At the time my friend’s son was going through this, my husband and I were going through a little cosleeping adventure of our own, namely a game of musical beds known as Having An Infant. Now, I come from a long line of sleepyheads — my father can sleep anywhere, anytime, and sleep so deeply that a bomb could go off and not disturb him. His father was the same way, and so am I. In fact, most of my Dad’s family are champion sleepers. So when I had a baby, I was a little concerned that either a) I would sleep through everything and not hear the baby or b) not sleep nearly enough and die.
Neither happened, of course, but the sleep deprivation DID make me quite cranky. It did not help that my own husband was out of town quite frequently and left me with no one with whom to take turns getting up with the baby. We (I) went through the usual stuff of every four hour feedings, in-the-dark diaper changes, random crying, and the like, and as Spawn grew, the sleep issues changed. We did a stint with nightmares, and another with sleepwalking, and finally we graduated to potty training and wetting the bed. Once we got past all that, the main issue was getting the kid to go to sleep once bedtime came, and tippytoeing around in the mornings to keep the kid asleep as long as possible. Alas, Spawn did not inherit my sleep gene.

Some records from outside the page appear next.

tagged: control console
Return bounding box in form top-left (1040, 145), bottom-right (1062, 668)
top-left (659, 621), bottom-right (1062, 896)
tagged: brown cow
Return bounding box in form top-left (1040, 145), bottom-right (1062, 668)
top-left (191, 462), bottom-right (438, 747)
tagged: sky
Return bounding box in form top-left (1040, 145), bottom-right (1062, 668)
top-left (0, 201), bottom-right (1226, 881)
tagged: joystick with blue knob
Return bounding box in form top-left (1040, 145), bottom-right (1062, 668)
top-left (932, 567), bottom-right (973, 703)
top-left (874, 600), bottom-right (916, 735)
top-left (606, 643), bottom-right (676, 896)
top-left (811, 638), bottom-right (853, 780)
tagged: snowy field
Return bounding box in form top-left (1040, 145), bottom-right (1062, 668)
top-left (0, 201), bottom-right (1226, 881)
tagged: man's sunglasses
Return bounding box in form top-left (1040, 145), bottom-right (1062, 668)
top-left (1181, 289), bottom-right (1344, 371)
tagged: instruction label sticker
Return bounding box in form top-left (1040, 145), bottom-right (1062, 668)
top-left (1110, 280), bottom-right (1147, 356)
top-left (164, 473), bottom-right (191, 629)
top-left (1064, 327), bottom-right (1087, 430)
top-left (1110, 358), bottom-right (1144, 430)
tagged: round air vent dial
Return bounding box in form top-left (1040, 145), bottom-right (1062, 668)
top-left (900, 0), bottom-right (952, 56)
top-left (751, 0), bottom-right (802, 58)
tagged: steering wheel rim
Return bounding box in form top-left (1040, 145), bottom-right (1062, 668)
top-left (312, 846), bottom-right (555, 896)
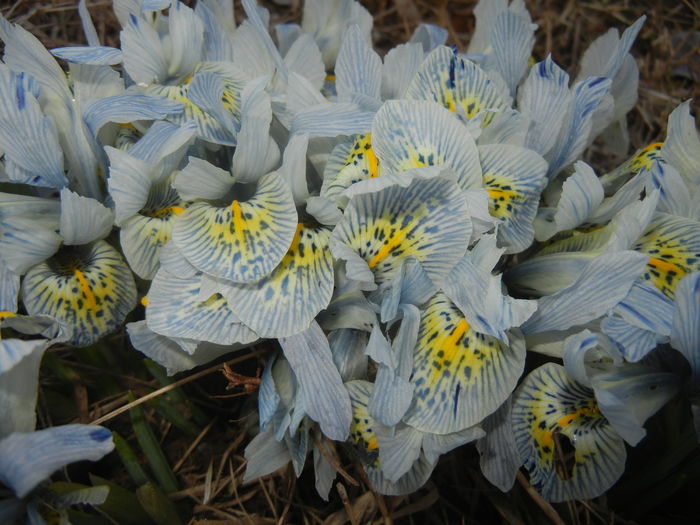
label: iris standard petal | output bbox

And then we hit a spate of years where sleep came. This happened right about the time that Spawn was old enough to participate in activities such as swimming, trips to the water park, day camps, and so on. All the extra activities flat wore the kid out, and sleep would hit like a ton of bricks.
And I finally got caught up on my own sleep. Huzzah!
But now — now! — we’re in that 10-to-11 age and suddenly, we are back with the sleep issues. Spawn either wants one of us in the room or will come to our room and crawl into our bed at random hours. And even though we have a king size bed, it’s not big enough for the three of us. Mostly because Spawn wants to sleep perpendicular in the bed, feet in my stomach. Cold feet, at that. We’re back to musical beds at night, though mostly it’s my husband who gets up and moves to Spawn’s bed, just to have a little mattress space.
This morning, at 4:30, I was pokepokepoke’d awake: “Mom, I can’t sleep.”
Did you know that 4:30 in the morning is a prime time for my brain to snap to attention and start racing? It is! And did you know that 9am is when it finally quits buzzing and wants to go back to sleep? Yay sleep deprivation!
I can hardly wait for the teenage years.